Description of problem: Once the operator is installed in the cluster I try to delete it using `oc delete ns/assisted-installer` and the command never ends. Version-Release number of selected component (if applicable): How reproducible: I tried only once, this is the only env I have and I can't redeploy the operator without destroying the whole cluster. Steps to Reproduce: 1.install the operator 2.`oc delete ns/assisted-installer` Actual results: The command never ends. $ oc describe ns/assisted-installer: ``` Name: assisted-installer Labels: kubernetes.io/metadata.name=assisted-installer name=assisted-installer Annotations: openshift.io/sa.scc.mcs: s0:c25,c20 openshift.io/sa.scc.supplemental-groups: 1000640000/10000 openshift.io/sa.scc.uid-range: 1000640000/10000 Status: Terminating No resource quota. No LimitRange resource. ``` Expected results: The namespace should be deleted. Additional info:
# oc get ns/assisted-installer -o yaml apiVersion: v1 kind: Namespace metadata: annotations: kubectl.kubernetes.io/last-applied-configuration: | {"apiVersion":"v1","kind":"Namespace","metadata":{"annotations":{},"labels":{"name":"assisted-installer"},"name":"assisted-installer"}} openshift.io/sa.scc.mcs: s0:c25,c20 openshift.io/sa.scc.supplemental-groups: 1000640000/10000 openshift.io/sa.scc.uid-range: 1000640000/10000 creationTimestamp: "2021-06-07T06:04:52Z" deletionTimestamp: "2021-06-07T09:49:29Z" labels: kubernetes.io/metadata.name: assisted-installer name: assisted-installer name: assisted-installer resourceVersion: "319665" uid: 40edd6ab-8361-47fd-9740-c7aaff74682c spec: finalizers: - kubernetes status: conditions: - lastTransitionTime: "2021-06-07T09:49:41Z" message: All resources successfully discovered reason: ResourcesDiscovered status: "False" type: NamespaceDeletionDiscoveryFailure - lastTransitionTime: "2021-06-07T09:49:41Z" message: All legacy kube types successfully parsed reason: ParsedGroupVersions status: "False" type: NamespaceDeletionGroupVersionParsingFailure - lastTransitionTime: "2021-06-07T09:50:07Z" message: All content successfully deleted, may be waiting on finalization reason: ContentDeleted status: "False" type: NamespaceDeletionContentFailure - lastTransitionTime: "2021-06-07T09:49:41Z" message: 'Some resources are remaining: agentclusterinstalls.extensions.hive.openshift.io has 1 resource instances, agents.agent-install.openshift.io has 1 resource instances, clusterdeployments.hive.openshift.io has 1 resource instances' reason: SomeResourcesRemain status: "True" type: NamespaceContentRemaining - lastTransitionTime: "2021-06-07T09:49:41Z" message: 'Some content in the namespace has finalizers remaining: agent.agent-install.openshift.io/ai-deprovision in 1 resource instances, agentclusterinstall.agent-install.openshift.io/ai-deprovision in 1 resource instances, clusterdeployments.agent-install.openshift.io/ai-deprovision in 1 resource instances' reason: SomeFinalizersRemain status: "True" type: NamespaceFinalizersRemaining phase: Terminating
Looks like this is happening because the assisted-service pod may have been deleted before the rest of the resources. This causes the rest of the resources to be stuck as the finalizers may not complete. > I tried only once, this is the only env I have and I can't redeploy the operator without destroying the whole cluster. You should be able to remove the finalizers from the various resources. For 4.8 == We may not be able to provide a better user experience for this case in 4.8.0. Instead, we could document how to remove the finalizers and what a "healthy" cleanup workflow looks like: For 4.9 == we may want to think about something that would provide a better user experience. The above being said I think this is not specific to the operator/platform but rather to the integration with Hive and the other CRs.

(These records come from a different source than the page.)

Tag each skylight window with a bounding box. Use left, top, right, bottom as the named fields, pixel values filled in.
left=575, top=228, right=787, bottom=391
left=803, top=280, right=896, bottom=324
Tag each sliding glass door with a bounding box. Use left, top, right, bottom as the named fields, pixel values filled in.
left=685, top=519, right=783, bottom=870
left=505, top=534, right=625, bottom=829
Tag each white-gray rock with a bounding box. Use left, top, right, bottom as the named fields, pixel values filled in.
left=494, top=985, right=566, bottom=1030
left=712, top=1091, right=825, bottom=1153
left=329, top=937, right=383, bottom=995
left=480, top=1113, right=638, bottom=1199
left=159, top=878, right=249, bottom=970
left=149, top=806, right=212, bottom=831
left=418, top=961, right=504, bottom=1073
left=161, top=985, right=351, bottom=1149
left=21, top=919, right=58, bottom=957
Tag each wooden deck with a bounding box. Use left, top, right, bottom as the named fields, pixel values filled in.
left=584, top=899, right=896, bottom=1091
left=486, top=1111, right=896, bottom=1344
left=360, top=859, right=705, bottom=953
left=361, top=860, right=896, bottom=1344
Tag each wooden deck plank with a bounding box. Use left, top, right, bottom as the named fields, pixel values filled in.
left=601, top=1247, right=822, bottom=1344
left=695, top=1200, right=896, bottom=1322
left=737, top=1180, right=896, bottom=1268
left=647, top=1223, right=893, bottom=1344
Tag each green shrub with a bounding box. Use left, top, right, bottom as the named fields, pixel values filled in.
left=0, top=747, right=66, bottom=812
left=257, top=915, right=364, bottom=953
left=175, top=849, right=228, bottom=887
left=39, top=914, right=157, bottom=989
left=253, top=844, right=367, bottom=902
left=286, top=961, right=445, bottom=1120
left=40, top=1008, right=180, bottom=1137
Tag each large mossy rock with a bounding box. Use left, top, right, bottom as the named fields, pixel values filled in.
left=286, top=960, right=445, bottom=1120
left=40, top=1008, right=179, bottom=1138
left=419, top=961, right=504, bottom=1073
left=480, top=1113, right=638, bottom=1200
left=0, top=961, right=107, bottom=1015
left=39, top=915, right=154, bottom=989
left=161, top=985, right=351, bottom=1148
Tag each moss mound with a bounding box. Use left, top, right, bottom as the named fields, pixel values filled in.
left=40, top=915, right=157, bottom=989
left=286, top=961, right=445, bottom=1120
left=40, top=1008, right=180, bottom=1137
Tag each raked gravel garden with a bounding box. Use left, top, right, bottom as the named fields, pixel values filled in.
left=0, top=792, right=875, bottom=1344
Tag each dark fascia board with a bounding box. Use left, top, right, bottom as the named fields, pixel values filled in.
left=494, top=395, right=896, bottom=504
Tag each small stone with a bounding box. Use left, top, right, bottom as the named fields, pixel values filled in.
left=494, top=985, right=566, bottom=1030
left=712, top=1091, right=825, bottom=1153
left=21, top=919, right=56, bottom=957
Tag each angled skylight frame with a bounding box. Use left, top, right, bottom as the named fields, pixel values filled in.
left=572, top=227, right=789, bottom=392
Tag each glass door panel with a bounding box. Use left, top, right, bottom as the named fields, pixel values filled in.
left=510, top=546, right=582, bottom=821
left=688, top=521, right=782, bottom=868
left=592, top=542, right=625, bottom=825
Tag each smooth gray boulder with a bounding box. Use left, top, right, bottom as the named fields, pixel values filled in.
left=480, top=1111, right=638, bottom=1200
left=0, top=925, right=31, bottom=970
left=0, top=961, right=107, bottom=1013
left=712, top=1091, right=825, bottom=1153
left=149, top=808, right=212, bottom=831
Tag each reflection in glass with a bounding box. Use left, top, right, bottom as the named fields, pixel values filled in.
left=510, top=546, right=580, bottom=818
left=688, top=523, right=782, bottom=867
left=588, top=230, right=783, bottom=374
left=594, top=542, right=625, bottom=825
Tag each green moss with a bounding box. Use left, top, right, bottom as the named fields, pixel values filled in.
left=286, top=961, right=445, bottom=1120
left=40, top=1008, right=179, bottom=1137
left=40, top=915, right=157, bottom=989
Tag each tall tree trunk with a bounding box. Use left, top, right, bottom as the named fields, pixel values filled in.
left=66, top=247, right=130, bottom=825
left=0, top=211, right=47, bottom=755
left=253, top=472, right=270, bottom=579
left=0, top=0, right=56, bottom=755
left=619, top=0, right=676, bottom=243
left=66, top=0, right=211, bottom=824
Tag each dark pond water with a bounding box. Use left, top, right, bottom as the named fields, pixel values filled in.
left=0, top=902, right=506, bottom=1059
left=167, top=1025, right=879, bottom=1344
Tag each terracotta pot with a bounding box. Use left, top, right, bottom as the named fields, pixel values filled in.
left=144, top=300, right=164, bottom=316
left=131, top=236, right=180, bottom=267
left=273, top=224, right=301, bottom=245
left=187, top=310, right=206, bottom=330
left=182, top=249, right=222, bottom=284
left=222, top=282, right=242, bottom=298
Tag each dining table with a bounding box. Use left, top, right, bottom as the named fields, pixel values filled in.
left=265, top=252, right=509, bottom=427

How does hive handle it? they probably have the same issue @dgoodwin ?
Hive doesn't do anything to handle this, I believe this is working as expected. Finalizers block deletion until the controllers that placed them remove them. If the controllers are dead, the finalizers can't stay around, I don't think there's any viable option there. Best you could do would be to document a clean teardown process.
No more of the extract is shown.